Dilekçede, 17-25 Aralık yargı darbesi girişiminden hemen sonra FETÖ terör örgütü öncülüğünde Cumhurbaşkanı Erdoğan'a yönelik algı oluşturmak maksadıyla içeride ve dışarıda yaygın bir kampanya yürütüldüğü, Bircan'ın mensubu olduğu partinin de Genel Başkan düzeyinde bu kampanyayı sahiplendiği ve Erdoğan hakkında algı oluşturmak için yoğun çaba sarf ettiği bildirildi.

Kampanyanın, 17-25 Aralık yargı darbesine meşruiyet kazandırmak ve algı oluşturmak amacıyla planlanıp icra edildiği hususunda tereddüt bulunmadığına yer verilen dilekçede, şu ifadeler kullanıldı:

"17-25 Aralık darbesinin azmettiricilerinin, Türkiye'de başarısız olmanın verdiği kin ve öfkeyle ABD'de adli soruşturma kılıfı altında benzer iddialarla dava açtığı ve davanın kamuoyuna yansıtıldığı bugünlerde, aynı kampanyanın FETÖ tarafından başlatılması ve eş zamanlı olarak davalı ve mensubu olduğu parti tarafından asılsız iddiaların dile getirilmesi ve hakarete varan ifadelerle kullanılması, yukarıda ifade edilen iş birliğinin bir yansıması olup, tesadüf olarak nitelendirilmesi mümkün değildir.

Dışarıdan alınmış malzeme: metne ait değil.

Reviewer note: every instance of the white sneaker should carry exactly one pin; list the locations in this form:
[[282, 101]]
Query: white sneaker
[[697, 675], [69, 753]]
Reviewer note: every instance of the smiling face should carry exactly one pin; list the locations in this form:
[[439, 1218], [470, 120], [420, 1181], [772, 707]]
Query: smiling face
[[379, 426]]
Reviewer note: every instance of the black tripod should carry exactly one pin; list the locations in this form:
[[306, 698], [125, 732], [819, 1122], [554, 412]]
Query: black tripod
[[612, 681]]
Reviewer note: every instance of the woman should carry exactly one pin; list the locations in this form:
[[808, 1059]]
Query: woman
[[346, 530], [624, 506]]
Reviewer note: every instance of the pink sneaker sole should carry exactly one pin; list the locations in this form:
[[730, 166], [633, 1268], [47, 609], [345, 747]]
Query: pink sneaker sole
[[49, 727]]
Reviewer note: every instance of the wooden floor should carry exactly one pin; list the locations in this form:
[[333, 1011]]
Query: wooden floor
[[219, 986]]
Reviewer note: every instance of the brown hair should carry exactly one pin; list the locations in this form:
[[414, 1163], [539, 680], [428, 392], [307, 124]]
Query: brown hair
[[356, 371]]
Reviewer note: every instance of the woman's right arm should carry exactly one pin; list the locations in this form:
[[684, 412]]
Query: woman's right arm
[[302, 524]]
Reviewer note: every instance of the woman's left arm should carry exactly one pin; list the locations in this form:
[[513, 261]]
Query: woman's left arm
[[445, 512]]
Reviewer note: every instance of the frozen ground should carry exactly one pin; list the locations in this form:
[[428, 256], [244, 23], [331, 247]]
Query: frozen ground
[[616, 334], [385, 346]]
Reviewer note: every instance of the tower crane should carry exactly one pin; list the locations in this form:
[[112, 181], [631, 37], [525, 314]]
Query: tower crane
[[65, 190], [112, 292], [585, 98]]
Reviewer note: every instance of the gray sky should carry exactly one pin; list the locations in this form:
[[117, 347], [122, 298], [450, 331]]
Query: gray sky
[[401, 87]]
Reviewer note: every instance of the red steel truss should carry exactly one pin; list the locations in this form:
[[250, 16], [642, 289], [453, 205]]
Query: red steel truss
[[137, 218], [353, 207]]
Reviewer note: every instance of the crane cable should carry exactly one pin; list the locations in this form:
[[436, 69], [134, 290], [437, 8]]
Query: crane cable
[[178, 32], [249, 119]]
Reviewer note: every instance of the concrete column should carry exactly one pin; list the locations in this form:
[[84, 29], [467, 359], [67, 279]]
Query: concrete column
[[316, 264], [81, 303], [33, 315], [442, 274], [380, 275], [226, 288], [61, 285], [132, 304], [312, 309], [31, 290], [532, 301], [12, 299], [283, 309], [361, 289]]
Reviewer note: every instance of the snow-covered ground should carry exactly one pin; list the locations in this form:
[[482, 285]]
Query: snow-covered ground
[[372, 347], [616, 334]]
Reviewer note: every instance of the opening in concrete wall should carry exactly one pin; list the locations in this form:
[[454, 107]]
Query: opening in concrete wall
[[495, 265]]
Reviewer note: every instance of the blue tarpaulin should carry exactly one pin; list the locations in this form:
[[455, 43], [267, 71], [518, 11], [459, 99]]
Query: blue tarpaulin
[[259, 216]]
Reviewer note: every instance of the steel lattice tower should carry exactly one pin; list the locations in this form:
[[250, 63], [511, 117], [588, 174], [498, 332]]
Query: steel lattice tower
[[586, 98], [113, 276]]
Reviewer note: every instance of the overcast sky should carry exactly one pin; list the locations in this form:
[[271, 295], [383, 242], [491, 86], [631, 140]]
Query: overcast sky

Bircan'ın açıklamalarının düşünce ve ifade hürriyeti çerçevesinde değerlendirilip hukuken mazur görülmesinin mümkün olmadığı, orantısız ve gerekli olmayan sözler ile hakaret içeren konuşmanın düşünce açıklaması olarak kabul edilemeyeceği belirtilen dilekçede, eleştiri hakkını kullanan kişilerin sorumluluk bilinciyle davranmaları, hakaret teşkil edecek nitelendirmelerden uzak durmaları gerektiği bildirildi.